Permitting the importation of elephant trophies? Are you kidding? This is a stereotype of the ugly Republican ... on steroids. Everything the left says about the insensitive, earth-killing, animal destroying, oafish Republican is coming to fruition all in one move. Who advised you on this Mr. President? You still have time to reverse this order and restore common decency. Stop the importation of elephant trophies and stop it NOW. If you do not do this you will forever lose the independent, animal-loving voter.

This may be true, as a commenter at American Thinker evidences, writing, “If Trump allows this barbarity I will not be able to vote for him again. Many ‘forgotten Americans’ who embraced Trump will turn away from him over this.” Sadly, though, this may be an example of  good intentions leading to bad outcomes — owing to a lot of blinding passion.

Like it or not, your and my concern over animals is what Africans might call a “First World problem.” We’re comfortable, wealthy and safe and grow up watching cartoons in which beasts are anthropomorphized, with the lions, tigers and bears (and elephants) talking and laughing and singing. The reality is that if you were three inches high, your cat would toss you around sadistically before ripping you to shreds.

This brings us to the African perspective, related well by medical researcher Goodwell Nzou in the 2015 New York Times op-ed “In Zimbabwe, We Don’t Cry for Lions”:

In my village in Zimbabwe, surrounded by wildlife conservation areas, no lion has ever been beloved, or granted an affectionate nickname. They are objects of terror.

When I was 9 years old, a solitary lion prowled villages near my home. After it killed a few chickens, some goats and finally a cow, we were warned to walk to school in groups and stop playing outside. My sisters no longer went alone to the river to collect water or wash dishes; my mother waited for my father and older brothers, armed with machetes, axes and spears, to escort her into the bush to collect firewood.

A week later, my mother gathered me with nine of my siblings to explain that her uncle had been attacked but escaped with nothing more than an injured leg.
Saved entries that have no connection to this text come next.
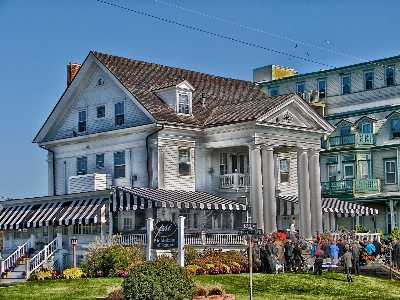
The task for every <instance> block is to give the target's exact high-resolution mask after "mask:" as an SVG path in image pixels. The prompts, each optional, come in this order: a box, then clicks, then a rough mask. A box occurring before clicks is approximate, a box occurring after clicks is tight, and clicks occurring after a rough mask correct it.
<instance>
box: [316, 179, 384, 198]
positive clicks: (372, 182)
mask: <svg viewBox="0 0 400 300" xmlns="http://www.w3.org/2000/svg"><path fill="white" fill-rule="evenodd" d="M321 184H322V193H323V194H329V195H334V194H343V193H350V194H363V193H365V194H372V193H379V192H380V191H381V185H380V180H379V179H351V180H340V181H328V182H321Z"/></svg>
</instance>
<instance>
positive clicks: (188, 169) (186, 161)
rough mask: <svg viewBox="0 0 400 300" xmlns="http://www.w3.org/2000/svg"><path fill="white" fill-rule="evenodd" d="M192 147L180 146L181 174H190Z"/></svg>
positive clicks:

The lion sucked the life out of the village: No one socialized by fires at night; no one dared stroll over to a neighbor’s homestead.

I’m not suggesting we adopt an African attitude; we’re called to be good shepherds of the Earth, and thank God we have the luxury of being such. But there’s a happy medium between African fear and, sometimes, contempt, and blind Western romanticism-cum-nature worship. Moreover, to solve problems in Africa, the remedies must factor in African attitudes and not be shaped solely by Western attitudes.
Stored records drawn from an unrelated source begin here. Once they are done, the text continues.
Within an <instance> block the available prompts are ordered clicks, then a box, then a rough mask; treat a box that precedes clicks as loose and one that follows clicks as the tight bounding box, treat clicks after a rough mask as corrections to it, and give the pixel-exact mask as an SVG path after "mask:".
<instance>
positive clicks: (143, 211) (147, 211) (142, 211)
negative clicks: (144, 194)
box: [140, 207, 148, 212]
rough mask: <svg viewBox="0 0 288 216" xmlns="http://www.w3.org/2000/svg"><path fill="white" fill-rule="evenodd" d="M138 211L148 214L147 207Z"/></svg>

Speaking of which, Savage wrote, “Remember [sic] Mr. President, we are the elephant. I am the elephant, you are the elephant.” Well, I suppose the Hindu may say “We are the cow,” but we eat cows and wear leather. The Muslim may say “We are not the pig,” but we still have bacon and sausage. And the vegan may find the eating of any animal flesh abhorrent, but why are cows, pigs and chickens not endangered despite our consumption of millions of them annually?
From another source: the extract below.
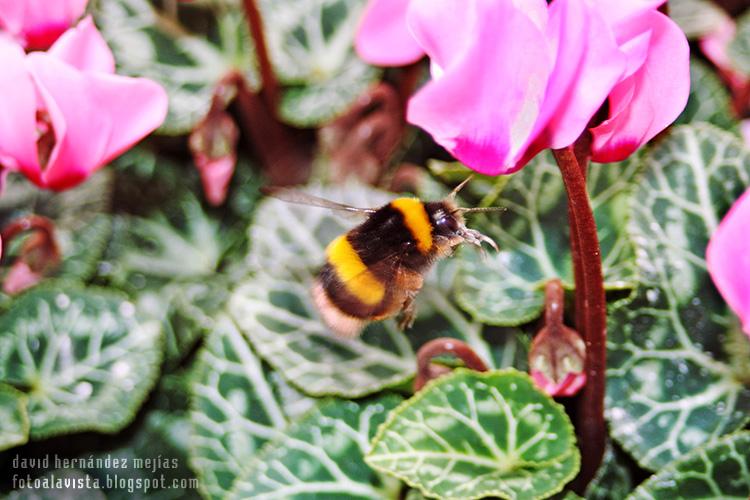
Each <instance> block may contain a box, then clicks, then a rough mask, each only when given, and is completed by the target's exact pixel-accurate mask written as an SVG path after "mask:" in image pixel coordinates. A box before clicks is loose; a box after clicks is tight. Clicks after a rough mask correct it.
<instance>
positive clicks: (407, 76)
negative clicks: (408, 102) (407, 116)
mask: <svg viewBox="0 0 750 500" xmlns="http://www.w3.org/2000/svg"><path fill="white" fill-rule="evenodd" d="M423 68H424V67H423V66H422V61H417V62H415V63H412V64H410V65H408V66H406V67H404V68H402V69H401V75H400V76H401V78H400V79H399V81H398V87H397V88H398V96H399V99H400V100H401V105H402V106H403V109H404V119H406V104H407V103H408V102H409V99H410V98H411V96H412V95H413V94H414V91H415V90H416V89H417V85H418V84H419V79H420V77H421V76H422V72H423V71H424V69H423Z"/></svg>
If anyone can explain why the laws of the market and man’s nature would be suspended in Africa, I’m all ears. But conservation efforts by African governments that are generally weak and/or corrupt may not save the lions, rhinos and elephants. Rendering them monetarily worthless to the law-abiding may ensure their destruction by the lawless (poachers). Game preserves are just that — preserves.

It’s the difference between fishing out a body of water and creating self-sustaining fish farms. A fisherman could, conceivably, pull the last member of a species from the ocean, either indifferent to or unaware of having done so. But does a fish farmer let his fish go extinct?

It’s also the difference between having just the government try to perpetuate the species (i.e., wildlife preserves), and in addition harnessing the power of the market to perpetuate these species. Is this really a tough decision?

Then again, we could just get emotional, virtue-signal and watch Africa’s greatest fauna go the way of the dinosaurs.